Lecture 1: "Thy Will Be Done: Pauli & the Picket Sign"
Lecture 2: "How Mighty the Sword: Paul & the Pen"
Lecture 3: "Pauli's Canine Homiletic: Pauli & the Pulpit"

 

About the Lectures

The Rev. Dr. Pauli Murray was a path-breaking poet, activist, attorney, professor, and Episcopal priest whose legacy of human rights work continues to reverberate. Dr. McCray will use the example of Murray to explore the role of risk-taking in Christian spirituality. After highlighting some of the virtues, friendships, and four-legged companions that helped Murray risk well and rest well, we will consider some implications for spiritual life today in three separate lectures.

 

Lecture One: "Thy Will Be Done: Pauli & the Picket Sign"

Christianity has too often functioned as a risk-management system that shields the powerful at the expense of those whom Jesus sought to protect: the poor, the sick, women, children. Pauli could not stomach this distortion. Her prayers took the form of quiet contemplation as well as joining picket lines, writing pamphlets, and organizing campaigns for human rights. This lecture included an introduction to Pauli Murray and an exploration of her efforts to juggle the dual calls to contemplation and agitation that anchored her vocation.

 

Lecture Two: "How Mighty the Sword: Pauli & the Pen"

Humility in the face of rejection. Discipline. Patience. Empathy. These are but a few of the virtues Pauli develops through the practice of writing poetry and letters within a social landscape undergirded by violence. Writing plays a crucial role in Pauli’s spirituality and contributes to a lifelong commitment to faithful risk-taking.

 

Lecture Three: "Pauli’s Canine Homiletic: Pauli & the Pulpit"
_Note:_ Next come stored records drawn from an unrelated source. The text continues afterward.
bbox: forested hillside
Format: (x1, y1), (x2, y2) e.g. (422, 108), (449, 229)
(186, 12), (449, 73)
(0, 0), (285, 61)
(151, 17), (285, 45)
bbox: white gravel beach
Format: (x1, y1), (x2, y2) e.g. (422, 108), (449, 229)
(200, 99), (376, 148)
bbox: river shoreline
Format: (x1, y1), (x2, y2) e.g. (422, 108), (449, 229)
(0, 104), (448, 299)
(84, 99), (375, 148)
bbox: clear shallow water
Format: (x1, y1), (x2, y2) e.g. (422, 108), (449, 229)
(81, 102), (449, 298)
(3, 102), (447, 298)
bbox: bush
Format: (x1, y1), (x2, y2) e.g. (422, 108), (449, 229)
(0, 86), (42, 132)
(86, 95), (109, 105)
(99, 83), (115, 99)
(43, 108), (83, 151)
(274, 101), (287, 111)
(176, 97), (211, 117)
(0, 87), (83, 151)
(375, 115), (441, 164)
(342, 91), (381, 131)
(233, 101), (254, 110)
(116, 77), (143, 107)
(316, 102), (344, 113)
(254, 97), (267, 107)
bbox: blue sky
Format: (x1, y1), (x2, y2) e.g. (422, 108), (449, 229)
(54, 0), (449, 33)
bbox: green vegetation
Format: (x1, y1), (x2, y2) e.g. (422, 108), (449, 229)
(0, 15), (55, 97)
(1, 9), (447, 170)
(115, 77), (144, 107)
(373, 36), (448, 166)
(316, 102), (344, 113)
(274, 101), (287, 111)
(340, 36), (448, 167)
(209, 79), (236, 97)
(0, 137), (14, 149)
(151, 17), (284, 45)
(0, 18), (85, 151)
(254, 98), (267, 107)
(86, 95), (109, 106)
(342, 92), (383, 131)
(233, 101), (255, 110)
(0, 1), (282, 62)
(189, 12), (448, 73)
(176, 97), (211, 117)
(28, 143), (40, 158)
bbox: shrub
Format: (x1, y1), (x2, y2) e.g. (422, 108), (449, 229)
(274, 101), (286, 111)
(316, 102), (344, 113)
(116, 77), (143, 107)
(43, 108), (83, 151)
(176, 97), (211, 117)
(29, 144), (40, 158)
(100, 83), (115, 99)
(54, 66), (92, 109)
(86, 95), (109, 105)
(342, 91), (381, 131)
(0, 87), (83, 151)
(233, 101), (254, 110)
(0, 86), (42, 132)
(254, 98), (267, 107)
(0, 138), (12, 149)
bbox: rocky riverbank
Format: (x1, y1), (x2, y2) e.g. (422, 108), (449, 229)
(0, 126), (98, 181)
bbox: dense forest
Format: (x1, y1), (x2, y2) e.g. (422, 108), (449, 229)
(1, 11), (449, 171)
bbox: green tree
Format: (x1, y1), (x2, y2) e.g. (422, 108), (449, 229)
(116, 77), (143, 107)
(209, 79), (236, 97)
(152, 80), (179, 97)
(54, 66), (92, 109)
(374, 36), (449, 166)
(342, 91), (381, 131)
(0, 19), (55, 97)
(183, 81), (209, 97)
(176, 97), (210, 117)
Roy, Pauli’s rambunctious dog, was a loyal companion in the sermon composition and debriefing process. With his unconditional support, the risky work of preaching became a tad easier. Their enduring friendship offers a helpful window into Pauli’s commitments to caring for Creation, seeking cosmic wholeness, and proclaiming words that heal.

 

About Donyelle McCray 

 

 

Donyelle McCray serves as associate professor of homiletics at Yale Divinity School. A teacher, writer, and Episcopal layperson, her scholarship focuses on ways African American women and lay people use the sermon to play, remember, invent, and disrupt. She is the author of The Censored Pulpit: Julian of Norwich as Preacher, a forthcoming volume on sermon genre, Is it a Sermon?: Genre Fluidity and Ancestral Wisdom in African American Preaching, and she is currently writing a book on the preaching and spirituality of the Rev. Dr. Pauli Murray. Before becoming a homiletics professor, McCray served as an attorney focusing on wills, trusts, and estates.This work raised existential questions that led her to seminary and then into ministry as a hospice chaplain. Human finitude, compassion, and interdependence remain central theological concerns in her scholarship.